How to prepare your model for deployment in Azure Machine Learning Studio
Azure Machine Learning Studio gives you the tools you need to develop a predictive analytics model and then operationalize it by deploying it as an Azure web service.
To do this, you use Studio to create an experiment - called a training experiment - where you train, score, and edit your model. Once you're satisfied, you get your model ready to deploy by converting your training experiment to a predictive experiment that's configured to score user data.
You can see an example of this process in Walkthrough: Develop a predictive analytics solution for credit risk assessment in Azure Machine Learning.
This article takes a deep dive into the details of how a training experiment gets converted into a predictive experiment, and how that predictive experiment is deployed. By understanding these details, you can learn how to configure your deployed model to make it more effective.
The process of converting a training experiment to a predictive experiment involves three steps:
- Replace the machine learning algorithm modules with your trained model.
- Trim the experiment to only those modules that are needed for scoring.
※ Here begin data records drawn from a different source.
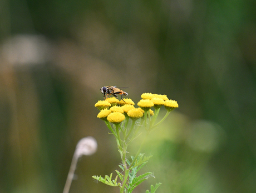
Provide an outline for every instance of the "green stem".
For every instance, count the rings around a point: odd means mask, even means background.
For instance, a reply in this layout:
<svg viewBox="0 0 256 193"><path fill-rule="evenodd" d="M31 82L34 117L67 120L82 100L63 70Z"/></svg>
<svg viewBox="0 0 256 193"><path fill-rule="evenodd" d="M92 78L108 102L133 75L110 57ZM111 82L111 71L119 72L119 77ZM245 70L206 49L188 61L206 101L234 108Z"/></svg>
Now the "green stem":
<svg viewBox="0 0 256 193"><path fill-rule="evenodd" d="M134 126L135 125L135 122L136 122L135 120L132 120L132 123L131 124L131 128L130 129L130 131L128 133L128 134L125 137L125 141L128 138L128 137L129 136L129 135L131 134L131 131L134 129Z"/></svg>
<svg viewBox="0 0 256 193"><path fill-rule="evenodd" d="M116 124L115 125L116 125L116 132L117 139L120 142L121 142L122 141L122 140L121 139L120 134L119 133L119 124Z"/></svg>
<svg viewBox="0 0 256 193"><path fill-rule="evenodd" d="M115 135L116 138L117 138L117 136L116 135L116 133L114 131L111 125L110 125L110 123L109 122L109 121L105 120L105 123L106 123L106 125L107 125L107 126L109 128L109 130L112 132L114 135Z"/></svg>
<svg viewBox="0 0 256 193"><path fill-rule="evenodd" d="M147 136L148 135L149 135L149 134L147 134L146 136ZM144 138L144 139L143 140L142 143L141 143L141 144L140 144L140 148L139 148L139 150L137 151L137 153L136 154L136 155L134 157L134 160L132 160L132 161L131 163L131 164L130 164L130 166L129 166L129 170L131 170L131 169L132 167L132 165L134 164L134 162L135 162L136 160L137 159L137 158L138 157L139 155L140 154L140 150L141 150L141 148L142 147L143 144L144 144L144 142L145 142L145 141L146 140L146 137Z"/></svg>
<svg viewBox="0 0 256 193"><path fill-rule="evenodd" d="M150 128L151 128L152 126L155 124L156 118L157 118L158 114L160 111L160 108L155 109L155 114L153 116L153 119L152 119L152 121L150 123Z"/></svg>
<svg viewBox="0 0 256 193"><path fill-rule="evenodd" d="M159 122L158 122L157 124L156 124L155 125L154 125L152 127L152 128L155 128L156 126L157 126L158 125L159 125L160 124L162 123L162 122L164 121L165 120L165 119L168 116L168 115L170 114L170 113L171 113L170 111L167 111L166 114L165 114L165 116L164 116L164 118L162 119L162 120L161 120Z"/></svg>
<svg viewBox="0 0 256 193"><path fill-rule="evenodd" d="M145 121L145 129L147 128L147 110L144 111L144 121Z"/></svg>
A training experiment includes a number of modules that are necessary for training but are not needed once the model is trained.
- Define how your model will accept data from the web service user, and what data will be returned.
In your training experiment, you've been concerned with training and scoring your model using your own data. But once deployed, users will send new data to your model and it will return prediction results. So, as you convert your training experiment to a predictive experiment to get it ready for deployment, keep in mind how the model will be used by others.
Set Up Web Service button
After you run your experiment (click RUN at the bottom of the experiment canvas), click the Set Up Web Service button (select the Predictive Web Service option). Set Up Web Service performs for you the three steps of converting your training experiment to a predictive experiment:
- It saves your trained model in the Trained Models section of the module palette (to the left of the experiment canvas). It then replaces the machine learning algorithm and Train Model modules with the saved trained model.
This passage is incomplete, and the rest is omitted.